Folegandros ne cherche pas à plaire, et c'est précisément ce qui séduit. Cette petite Cyclade aux allures austères, posée entre mer et falaises, a longtemps vécu à l'écart des grandes routes touristiques de l'Égée. Les navires de taille modérée qui y font halte offrent à leurs passagers une Grèce d'avant les foules : des murs chaulés, des places ombragées, des chats endormis et un horizon bleu à perte de vue.

Karavostasis, le seuil de l'île

Le mouillage se fait au large et les annexes déposent les passagers à Karavostasis, le modeste débarcadère de l'île : quelques tavernes les pieds dans l'eau, une plage de galets, des barques de pêcheurs et des tamaris qui donnent leur ombre aux baigneurs.
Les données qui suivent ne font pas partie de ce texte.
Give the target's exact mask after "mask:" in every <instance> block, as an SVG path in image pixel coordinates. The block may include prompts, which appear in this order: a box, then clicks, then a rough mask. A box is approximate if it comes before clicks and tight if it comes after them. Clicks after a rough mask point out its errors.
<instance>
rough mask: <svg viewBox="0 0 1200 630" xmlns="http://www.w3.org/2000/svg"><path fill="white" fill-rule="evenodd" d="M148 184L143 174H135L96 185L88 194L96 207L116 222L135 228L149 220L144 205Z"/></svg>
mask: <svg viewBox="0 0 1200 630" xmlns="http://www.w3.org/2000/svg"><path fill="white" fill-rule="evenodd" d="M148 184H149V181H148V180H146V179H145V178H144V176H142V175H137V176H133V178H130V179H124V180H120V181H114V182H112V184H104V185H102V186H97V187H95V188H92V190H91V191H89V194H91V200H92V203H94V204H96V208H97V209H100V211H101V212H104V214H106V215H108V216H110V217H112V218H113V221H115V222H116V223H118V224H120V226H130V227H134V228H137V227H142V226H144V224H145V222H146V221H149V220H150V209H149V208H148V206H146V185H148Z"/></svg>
Rien de spectaculaire, tout de reposant. Ceux qui souhaitent commencer en douceur peuvent d'ailleurs s'y tremper avant de monter au village, l'eau y est claire dès le bord.

La Chora, un village suspendu

Perchée au bord d'une haute falaise face à l'Égée, la Chora de Folegandros compte parmi les plus beaux villages des Cyclades, sans avoir jamais eu besoin de le proclamer. On la rejoint en autobus en cinq minutes à peine, et les rotations se succèdent tout au long de la journée en saison; les bons marcheurs peuvent aussi grimper à pied, comptez de 30 à 40 minutes de montée, avec la mer dans le dos. Son cœur ancien, le Kastro, conserve la structure d'un quartier fortifié médiéval : les maisons se serrent en rempart, les escaliers de bois colorés grimpent aux façades, les ruelles se faufilent sous les passages voûtés. Autour, une succession de placettes ombragées enchaîne tavernes et cafés où les habitants prennent leur temps, sous les bougainvilliers et les mûriers taillés. On s'assoit, on commande un café grec ou une assiette de mezzés, et l'on comprend vite pourquoi les habitués reviennent chaque année.

Le sentier de la Panagia

Au-dessus des toits, un chemin dallé monte en lacets vers l'église de la Panagia, silhouette blanche posée sur la crête. La montée demande un effort raisonnable et se fait de préférence en fin de matinée, quand la lumière sculpte les caps. Du parvis, le panorama embrasse le village accroché à sa falaise, les terrasses agricoles et les îles voisines qui flottent dans la brume de chaleur. C'est l'image que la plupart des visiteurs remportent de Folegandros, et elle ne coûte que quelques centaines de marches.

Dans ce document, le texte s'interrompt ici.